Ces pénuries d’enseignants généralisées nuisent à la qualité de l’éducation dans tous les pays et régions du monde, quel que soit leur niveau de développement économique ou humain.

Selon le rapport, les taux d’attrition mondiaux parmi les enseignants du primaire ont presque doublé, passant de 4,6 % en 2015 à 9 % en 2022. Toutefois, la majorité des pénuries d’enseignants (environ 70 %) concerne les écoles secondaires, et plus de la moitié d’entre elles doivent remplacer les enseignants qui quittent la profession.

Les qualifications des enseignants sont une autre question clé que les gouvernements et les acteurs de l’éducation doivent aborder. Au niveau mondial, 86 % des enseignants du primaire possèdent les qualifications nécessaires selon les normes nationales d’enseignement. Toutefois, en Afrique subsaharienne, cet indicateur tombe à 69 % seulement.

Dans des régions telles que l’Afrique subsaharienne, l’Amérique latine et les Caraïbes, ainsi que dans les petits États insulaires en développement (PEID), moins de 75 % des enseignants du niveau pré-primaire sont correctement qualifiés.

Le nombre d’élèves par enseignant qualifié s’est généralement amélioré dans le monde entier, mais les pays à faible revenu restent confrontés à un défi de taille.

En 2022, les pays à revenu élevé comptaient en moyenne 15 élèves par enseignant qualifié dans l’enseignement primaire, tandis que dans les pays à faible revenu, le ratio est presque trois fois plus élevé, avec 52 élèves par enseignant qualifié. Ce chiffre est également nettement supérieur au ratio élèves/enseignant recommandé par l’UNESCO dans l’enseignement primaire (40:1).

Investir dans les enseignants est plus qu’une simple priorité, c’est un impératif urgent. Sans cet investissement, la prochaine génération d’apprenants ne comptera pas suffisamment d’enseignants dans les salles de classe. 

#TeachersMissing : Où sont-ils passés ? 

Si aucune mesure n’est prise d’urgence, seuls quatre pays sur dix auront suffisamment d’enseignants pour assurer l’enseignement primaire universel d’ici à 2030. Cette proportion tombe à moins d’un pays sur cinq pour l’enseignement secondaire.

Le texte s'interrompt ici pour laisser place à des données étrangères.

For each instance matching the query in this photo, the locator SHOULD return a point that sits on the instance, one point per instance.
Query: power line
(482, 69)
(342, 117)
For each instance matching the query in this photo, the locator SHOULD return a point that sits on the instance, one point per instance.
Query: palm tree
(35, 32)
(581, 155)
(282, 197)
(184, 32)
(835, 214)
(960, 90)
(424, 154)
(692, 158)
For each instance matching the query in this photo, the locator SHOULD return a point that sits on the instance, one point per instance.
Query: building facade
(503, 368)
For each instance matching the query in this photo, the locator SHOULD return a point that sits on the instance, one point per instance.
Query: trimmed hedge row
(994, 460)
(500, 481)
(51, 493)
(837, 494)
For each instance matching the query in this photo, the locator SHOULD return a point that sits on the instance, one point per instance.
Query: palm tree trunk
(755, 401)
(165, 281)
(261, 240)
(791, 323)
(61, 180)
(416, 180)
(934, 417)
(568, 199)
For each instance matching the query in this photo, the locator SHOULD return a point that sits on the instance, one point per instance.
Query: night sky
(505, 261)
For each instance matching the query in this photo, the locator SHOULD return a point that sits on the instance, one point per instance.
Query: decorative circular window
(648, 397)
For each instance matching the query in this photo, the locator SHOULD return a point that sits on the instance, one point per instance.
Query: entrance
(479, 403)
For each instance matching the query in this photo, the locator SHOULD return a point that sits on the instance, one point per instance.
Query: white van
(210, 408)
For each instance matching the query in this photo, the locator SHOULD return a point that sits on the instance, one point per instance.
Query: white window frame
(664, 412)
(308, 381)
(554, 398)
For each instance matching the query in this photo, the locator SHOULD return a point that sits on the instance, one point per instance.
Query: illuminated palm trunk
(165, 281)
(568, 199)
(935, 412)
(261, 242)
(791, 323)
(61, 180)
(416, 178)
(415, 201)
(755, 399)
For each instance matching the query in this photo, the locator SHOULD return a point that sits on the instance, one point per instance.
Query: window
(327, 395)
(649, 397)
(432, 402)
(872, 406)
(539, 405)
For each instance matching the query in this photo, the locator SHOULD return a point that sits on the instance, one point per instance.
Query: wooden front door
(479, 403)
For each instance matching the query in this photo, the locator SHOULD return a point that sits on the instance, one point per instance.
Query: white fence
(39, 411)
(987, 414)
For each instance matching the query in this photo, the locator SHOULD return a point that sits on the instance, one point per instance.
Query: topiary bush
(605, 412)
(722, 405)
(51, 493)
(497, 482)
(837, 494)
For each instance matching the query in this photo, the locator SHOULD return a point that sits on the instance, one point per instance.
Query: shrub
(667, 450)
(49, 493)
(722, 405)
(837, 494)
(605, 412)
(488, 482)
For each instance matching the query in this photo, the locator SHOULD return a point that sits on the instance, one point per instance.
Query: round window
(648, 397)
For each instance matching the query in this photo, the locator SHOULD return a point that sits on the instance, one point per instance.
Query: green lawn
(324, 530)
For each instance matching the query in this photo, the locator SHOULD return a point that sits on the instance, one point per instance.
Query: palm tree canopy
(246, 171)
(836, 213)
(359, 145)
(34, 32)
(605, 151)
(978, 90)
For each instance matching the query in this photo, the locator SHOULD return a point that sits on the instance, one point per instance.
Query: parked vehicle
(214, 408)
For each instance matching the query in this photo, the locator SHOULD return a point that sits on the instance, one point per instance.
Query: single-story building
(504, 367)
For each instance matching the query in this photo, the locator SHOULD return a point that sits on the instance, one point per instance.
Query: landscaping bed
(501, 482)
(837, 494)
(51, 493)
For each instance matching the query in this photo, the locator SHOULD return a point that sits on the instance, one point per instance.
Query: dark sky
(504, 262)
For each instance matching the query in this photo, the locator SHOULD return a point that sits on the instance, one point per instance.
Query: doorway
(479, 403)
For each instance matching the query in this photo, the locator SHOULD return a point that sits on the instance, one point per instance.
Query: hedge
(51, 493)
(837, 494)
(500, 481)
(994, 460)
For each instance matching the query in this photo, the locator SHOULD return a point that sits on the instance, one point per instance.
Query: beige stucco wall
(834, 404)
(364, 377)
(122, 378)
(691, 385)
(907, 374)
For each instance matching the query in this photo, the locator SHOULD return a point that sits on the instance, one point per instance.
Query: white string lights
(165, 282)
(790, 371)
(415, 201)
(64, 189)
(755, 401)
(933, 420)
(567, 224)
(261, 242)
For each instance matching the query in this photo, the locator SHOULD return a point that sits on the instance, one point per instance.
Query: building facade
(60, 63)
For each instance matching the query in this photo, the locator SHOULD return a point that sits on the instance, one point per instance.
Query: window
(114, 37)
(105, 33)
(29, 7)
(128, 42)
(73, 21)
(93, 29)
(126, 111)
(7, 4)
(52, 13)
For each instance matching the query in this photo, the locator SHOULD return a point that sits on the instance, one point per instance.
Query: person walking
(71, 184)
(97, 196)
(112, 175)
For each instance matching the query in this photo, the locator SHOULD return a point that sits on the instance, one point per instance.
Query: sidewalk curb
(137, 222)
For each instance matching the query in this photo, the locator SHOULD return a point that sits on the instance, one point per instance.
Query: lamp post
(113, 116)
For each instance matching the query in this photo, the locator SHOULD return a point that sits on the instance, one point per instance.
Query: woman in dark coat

Plusieurs facteurs influencent les démissions d’enseignants. Ils sont confrontés à de multiples défis, notamment le manque de développement professionnel, les mauvaises conditions de travail, la lourdeur de la charge de travail et les bas salaires. Le manque général de respect et de reconnaissance de leur contribution essentielle à la société joue également.

Cette situation a eu un impact sur la santé mentale et le bien-être général des enseignants, qui se sentent dépassés et abandonnés. Elle a également dissuadé de nombreux candidats potentiels de rejoindre la profession. 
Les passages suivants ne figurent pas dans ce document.